Frank and Esther were celebrating their 50th wedding anniversary.
It was a wonderful event put on by their children. All of their closest
friends were there to congratulate them. It's quite an achievement, fifty
years. And Frank and Esther appeared to be no worse for the wear. They
were still healthy and vibrant - very active in their retirement years.
The only thing that had really changed much was that Frank
had become quite hard of hearing. So after the party was over and everyone
had gone home, Frank and Esther sat on the front porch and reflected on
the events of the day.
Esther turned to Frank and said, "You know honey, after
fifty years you've been tried and true." Frank said, "What'd
you say?" Esther said, "I said after fifty years you've been
tried and true." And Frank responded, "Well frankly dear, after
fifty years I'm kind of tired of you, too!"
Keeping a marriage alive and vibrant is a challenge for
ten years, much less fifty. It is and can be a wonderful blessing but
it is also, without a doubt, a huge commitment and involves some hard
work. The kind of hard work that fewer and fewer people in our world are
willing to commit to, at least not for the long haul.

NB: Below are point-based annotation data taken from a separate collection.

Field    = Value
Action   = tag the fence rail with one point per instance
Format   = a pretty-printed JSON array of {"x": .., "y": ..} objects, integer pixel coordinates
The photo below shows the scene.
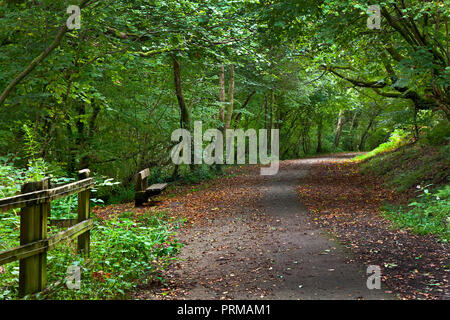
[{"x": 34, "y": 203}]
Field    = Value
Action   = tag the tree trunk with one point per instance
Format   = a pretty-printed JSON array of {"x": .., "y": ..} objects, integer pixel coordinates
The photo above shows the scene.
[
  {"x": 185, "y": 120},
  {"x": 319, "y": 135},
  {"x": 222, "y": 94},
  {"x": 230, "y": 104}
]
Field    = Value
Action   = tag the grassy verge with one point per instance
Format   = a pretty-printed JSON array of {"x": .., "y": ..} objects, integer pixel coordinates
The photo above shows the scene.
[{"x": 126, "y": 251}]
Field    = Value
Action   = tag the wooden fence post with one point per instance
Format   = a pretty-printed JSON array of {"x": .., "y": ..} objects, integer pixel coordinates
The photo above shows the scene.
[
  {"x": 84, "y": 212},
  {"x": 33, "y": 227}
]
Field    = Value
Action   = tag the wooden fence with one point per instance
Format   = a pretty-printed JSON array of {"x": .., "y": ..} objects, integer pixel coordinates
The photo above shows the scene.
[{"x": 34, "y": 201}]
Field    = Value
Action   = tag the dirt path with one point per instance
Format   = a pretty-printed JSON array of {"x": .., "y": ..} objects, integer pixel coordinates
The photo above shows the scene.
[{"x": 271, "y": 252}]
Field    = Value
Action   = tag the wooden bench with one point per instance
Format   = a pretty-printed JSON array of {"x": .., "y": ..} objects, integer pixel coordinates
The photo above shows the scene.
[{"x": 143, "y": 191}]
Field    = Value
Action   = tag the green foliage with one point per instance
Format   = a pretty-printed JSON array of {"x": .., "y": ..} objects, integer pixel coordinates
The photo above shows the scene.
[
  {"x": 125, "y": 251},
  {"x": 396, "y": 140},
  {"x": 429, "y": 214},
  {"x": 438, "y": 134}
]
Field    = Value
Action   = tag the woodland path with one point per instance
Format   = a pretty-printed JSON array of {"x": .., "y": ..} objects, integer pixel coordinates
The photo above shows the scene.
[{"x": 273, "y": 251}]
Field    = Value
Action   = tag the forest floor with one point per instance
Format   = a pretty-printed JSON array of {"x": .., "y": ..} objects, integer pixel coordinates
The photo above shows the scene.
[{"x": 251, "y": 237}]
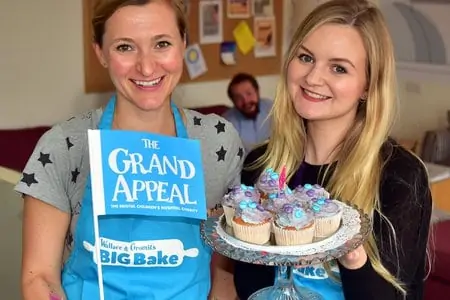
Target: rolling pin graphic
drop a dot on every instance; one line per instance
(155, 253)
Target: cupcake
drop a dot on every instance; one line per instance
(268, 183)
(276, 201)
(309, 191)
(293, 225)
(252, 223)
(328, 214)
(237, 194)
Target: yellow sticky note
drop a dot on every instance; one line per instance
(244, 37)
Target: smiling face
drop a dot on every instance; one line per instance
(143, 51)
(246, 98)
(327, 78)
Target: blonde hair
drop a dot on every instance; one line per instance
(357, 173)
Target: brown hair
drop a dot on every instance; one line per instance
(104, 9)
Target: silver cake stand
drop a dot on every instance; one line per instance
(354, 230)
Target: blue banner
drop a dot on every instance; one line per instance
(149, 174)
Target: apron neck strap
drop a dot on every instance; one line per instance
(106, 120)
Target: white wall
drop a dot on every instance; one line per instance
(41, 73)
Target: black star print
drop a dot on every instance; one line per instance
(221, 154)
(29, 179)
(44, 159)
(75, 175)
(241, 152)
(69, 144)
(220, 127)
(76, 210)
(197, 121)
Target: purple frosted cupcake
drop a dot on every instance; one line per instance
(328, 214)
(252, 223)
(237, 194)
(304, 194)
(293, 225)
(276, 201)
(268, 183)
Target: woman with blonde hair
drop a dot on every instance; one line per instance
(333, 113)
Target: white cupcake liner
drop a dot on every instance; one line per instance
(292, 237)
(255, 234)
(229, 214)
(327, 226)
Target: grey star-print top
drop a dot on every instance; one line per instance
(57, 170)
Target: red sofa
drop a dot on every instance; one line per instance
(16, 145)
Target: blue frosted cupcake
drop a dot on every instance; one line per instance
(293, 225)
(268, 183)
(237, 194)
(277, 200)
(309, 191)
(252, 223)
(328, 215)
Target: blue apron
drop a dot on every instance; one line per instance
(177, 269)
(316, 279)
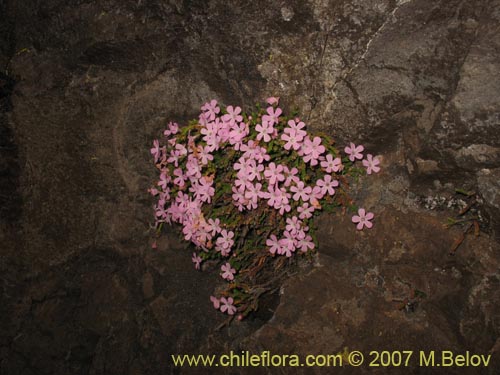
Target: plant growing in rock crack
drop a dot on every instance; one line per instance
(245, 188)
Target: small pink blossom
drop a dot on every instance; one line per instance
(301, 191)
(327, 184)
(296, 127)
(233, 115)
(227, 305)
(214, 226)
(272, 116)
(363, 219)
(354, 152)
(274, 173)
(331, 165)
(371, 164)
(312, 150)
(227, 271)
(273, 100)
(210, 110)
(265, 131)
(305, 211)
(196, 260)
(155, 151)
(215, 301)
(173, 128)
(225, 241)
(305, 244)
(292, 140)
(273, 244)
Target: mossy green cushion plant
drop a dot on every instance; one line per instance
(244, 189)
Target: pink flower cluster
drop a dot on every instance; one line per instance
(186, 182)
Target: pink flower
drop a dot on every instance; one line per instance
(274, 173)
(305, 243)
(272, 116)
(204, 154)
(227, 271)
(287, 244)
(305, 211)
(297, 128)
(180, 177)
(331, 165)
(214, 226)
(254, 170)
(371, 164)
(363, 219)
(173, 128)
(272, 195)
(252, 193)
(225, 242)
(237, 133)
(293, 224)
(327, 185)
(301, 191)
(211, 110)
(354, 152)
(155, 151)
(227, 305)
(265, 131)
(290, 176)
(273, 100)
(196, 260)
(292, 140)
(312, 150)
(273, 243)
(215, 301)
(233, 115)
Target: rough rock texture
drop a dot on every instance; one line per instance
(86, 85)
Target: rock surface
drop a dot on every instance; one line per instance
(86, 85)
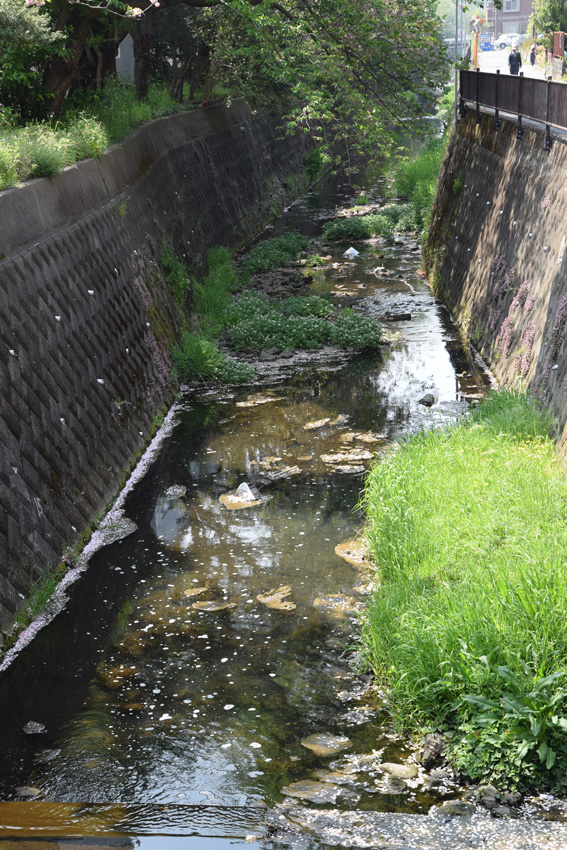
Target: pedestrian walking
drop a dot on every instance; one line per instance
(515, 61)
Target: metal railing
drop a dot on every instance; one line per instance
(544, 101)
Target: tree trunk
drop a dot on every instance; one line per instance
(142, 37)
(61, 71)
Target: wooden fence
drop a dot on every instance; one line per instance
(543, 101)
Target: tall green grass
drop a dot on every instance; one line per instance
(416, 179)
(43, 150)
(469, 618)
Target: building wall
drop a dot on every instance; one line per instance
(513, 17)
(86, 317)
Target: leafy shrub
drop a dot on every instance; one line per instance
(248, 305)
(417, 178)
(270, 253)
(175, 274)
(314, 162)
(351, 330)
(198, 359)
(354, 227)
(256, 322)
(399, 217)
(88, 137)
(259, 332)
(468, 624)
(306, 305)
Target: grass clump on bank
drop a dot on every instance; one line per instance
(271, 253)
(197, 357)
(40, 150)
(252, 321)
(468, 625)
(256, 322)
(86, 130)
(416, 179)
(412, 179)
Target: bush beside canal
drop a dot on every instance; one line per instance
(467, 626)
(253, 321)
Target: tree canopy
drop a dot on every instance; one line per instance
(336, 68)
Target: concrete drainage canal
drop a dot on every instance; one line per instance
(199, 686)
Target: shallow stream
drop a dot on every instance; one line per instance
(174, 700)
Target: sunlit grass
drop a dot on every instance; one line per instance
(468, 530)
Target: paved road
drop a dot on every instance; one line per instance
(490, 60)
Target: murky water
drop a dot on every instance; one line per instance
(172, 696)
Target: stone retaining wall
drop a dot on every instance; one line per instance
(497, 253)
(86, 317)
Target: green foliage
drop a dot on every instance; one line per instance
(41, 150)
(417, 179)
(315, 161)
(119, 111)
(306, 305)
(197, 358)
(351, 330)
(211, 296)
(446, 106)
(396, 217)
(175, 274)
(347, 229)
(27, 40)
(468, 624)
(271, 253)
(256, 322)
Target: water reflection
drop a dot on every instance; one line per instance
(169, 680)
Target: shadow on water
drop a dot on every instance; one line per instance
(197, 657)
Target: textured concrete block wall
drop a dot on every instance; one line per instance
(86, 318)
(497, 253)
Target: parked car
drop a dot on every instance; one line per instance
(509, 39)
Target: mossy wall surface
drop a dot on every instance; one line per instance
(497, 252)
(86, 316)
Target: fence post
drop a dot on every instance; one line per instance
(520, 132)
(496, 114)
(548, 139)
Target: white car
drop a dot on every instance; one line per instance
(509, 39)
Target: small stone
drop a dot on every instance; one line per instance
(325, 744)
(46, 756)
(212, 606)
(454, 808)
(314, 792)
(441, 774)
(490, 791)
(27, 792)
(176, 491)
(33, 728)
(276, 598)
(428, 400)
(432, 748)
(501, 812)
(400, 771)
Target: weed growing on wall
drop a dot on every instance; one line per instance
(271, 253)
(176, 274)
(467, 625)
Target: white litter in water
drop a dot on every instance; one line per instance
(245, 493)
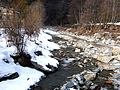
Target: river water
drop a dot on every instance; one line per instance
(69, 65)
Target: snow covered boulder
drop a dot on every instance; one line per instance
(7, 71)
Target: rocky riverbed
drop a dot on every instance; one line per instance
(86, 62)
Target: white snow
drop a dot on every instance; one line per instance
(27, 76)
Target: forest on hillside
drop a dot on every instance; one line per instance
(61, 12)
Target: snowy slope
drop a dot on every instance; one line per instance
(27, 76)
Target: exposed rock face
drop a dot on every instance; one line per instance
(81, 81)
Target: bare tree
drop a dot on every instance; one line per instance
(26, 20)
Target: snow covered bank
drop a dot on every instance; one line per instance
(27, 76)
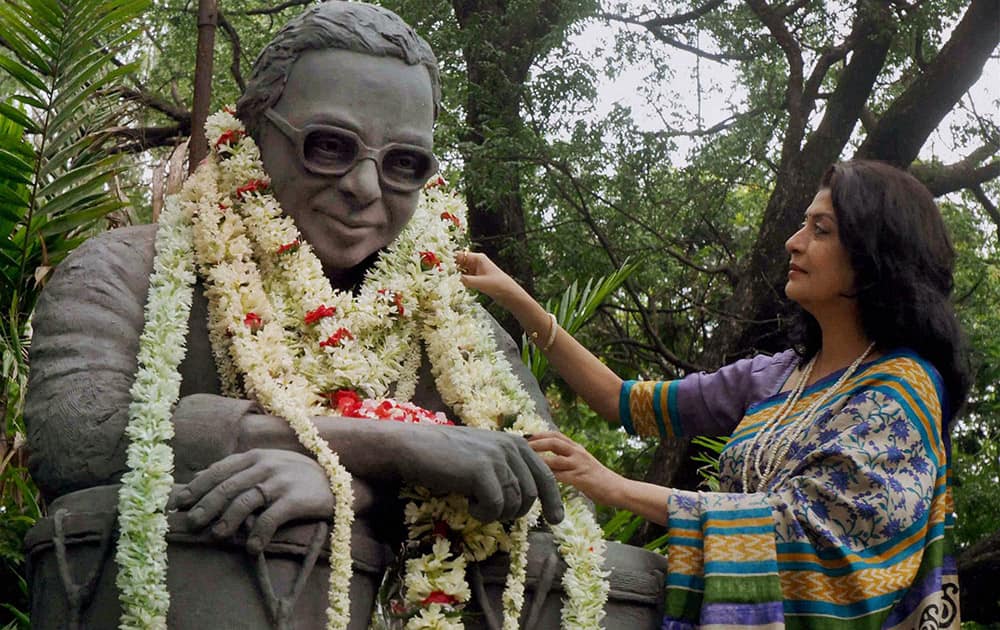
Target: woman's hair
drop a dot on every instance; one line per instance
(902, 260)
(353, 26)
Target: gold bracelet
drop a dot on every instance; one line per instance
(553, 326)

That fact has never hit me more profoundly than when a couple
planning to be married asked me if they could write their own wedding
vows. I very hesitatingly told them they could write a draft and then
we would go over it together. When they came to the next meeting with
their vows, I began to read them and I was actually quite impressed. They
were pretty good. But then I came to a line that expressed the scope of
their commitment to one another and it said, "As long as we both
shall love."
I said, "Oh, there's a typing error here --this says,
"As long as we both shall love." I think it should be "as
long as we both shall live." They said, "Oh no, that's what
we want. That other stuff just isn't realistic anymore."
The standard of life-long commitment has quickly given way
to short-term convenience. When the first no-fault divorce laws hit the
books in California in 1970, a flood-gate was opened that has led to the
kind of statistics we quote today.
Cohabitation has become as common as marriage once was.
The myth is that in living together we can have a more solid foundation
for our marriage. Wrong. The divorce rate for cohabitating couples that
become married soars to 75%.
The stats are so grim that fewer and fewer people will even
consider entering marriage. In 1970 only 9% of men between the ages of
30 and 34 had never been married. Today it's over twenty-five percent.
And only 55% of the American adult population is married today, the lowest
percentage ever. What's worse is that those statistics don't even touch
the reality of emotional divorce. The legal divorce rates among Christians
are not significantly different than the culture. But I shudder to think
what the realities are when we talk about emotional divorce. Couples who
would never take the legal steps and feel very self-righteous about it,
but emotionally they walked a long time ago.
When I started this job of pastoring, I never would have
imagined how often I would find myself in divorce court, trying to offer
some measure of support for people who lives are unraveling before their
eyes.
It's a cold, heartless process. And if I've learned anything
from watching it, it's this: there are no winners--only losers. And it
may have become something of a cliché in our time, but it is so
true, the biggest losers of all are the children.
Not just small children, but adult children as well. Young
children deal with the feelings of rejection and isolation. They think,
"Hey, if mom and dad can stop loving each other maybe they can stop
loving me." And so often take the blame. "Maybe if I had behaved
better this wouldn't be happening." It impacts adult children in
different ways.
Listen to what one adult woman wrote after watching her
father leave a thirty-five year marriage: "I feared that my own marriage
had somehow been contaminated, tainted by something I couldn't control.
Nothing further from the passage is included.